Oleh karena itu, tak ada alasan lagi untuk terus mempertahankan sistem yang justru melemahkan hak politik warga. Semua pemangku kepentingan (stakeholders) untuk memastikan bahwa sistem noken tidak lagi diberlakukan mulai sejak Pemilu dan Pilkada 5 Tahun mendatang.

Hak konstitusional

Demokrasi tidak boleh dikorbankan atas nama tradisi yang tidak lagi relevan dengan semangat zaman. Tradisi yang tidak menjamin hak dasar warga, khususnya hak politik, seharusnya tidak terus dilestarikan dalam sistem politik modern. Kita harus mampu membedakan mana tradisi yang memperkuat nilai-nilai demokrasi, dan mana yang justru melemahkan partisipasi rakyat.

Jika pemerintah sungguh mengedepankan demokrasi Pancasila, maka demokrasi tersebut haruslah adil dan merata diterapkan kepada semua warga negara, tanpa kecuali. Tidak ada alasan untuk membiarkan diskriminasi terselubung atas nama adat terhadap warga Papua.

Kini saatnya kita memilih: apakah kita ingin terus mempertahankan sistem yang menghapus suara individu demi stabilitas semu dan atau demi tradisi yang sudah tak sesuai perkembangan zaman, atau berani mengambil langkah maju menuju demokrasi yang lebih partisipatif dan setara.

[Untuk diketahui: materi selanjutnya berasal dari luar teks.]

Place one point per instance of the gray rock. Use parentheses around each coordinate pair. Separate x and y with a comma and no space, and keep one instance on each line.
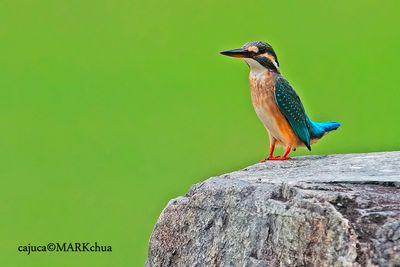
(337,210)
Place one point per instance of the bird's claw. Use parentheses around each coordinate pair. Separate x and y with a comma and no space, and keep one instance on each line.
(274,158)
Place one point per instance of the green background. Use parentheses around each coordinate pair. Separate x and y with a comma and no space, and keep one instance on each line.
(108,109)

Papua bukan wilayah eksklusif yang tidak mampu menjalankan Pemilu langsung. Warga Papua berhak memilih langsung, sebagaimana warga Indonesia lainnya.

Pemilu dan Pilkada ke depan harus menjadi momentum korektif. Para pihak, baik pemerintah pusat, KPU, DPR dan Mahkamah Konstitusi perlu mengevaluasi ulang dan menghapus sistem noken. Bukan karena kita menolak adat, tetapi karena kita menjunjung tinggi hak politik dan konstitusional setiap warga negara.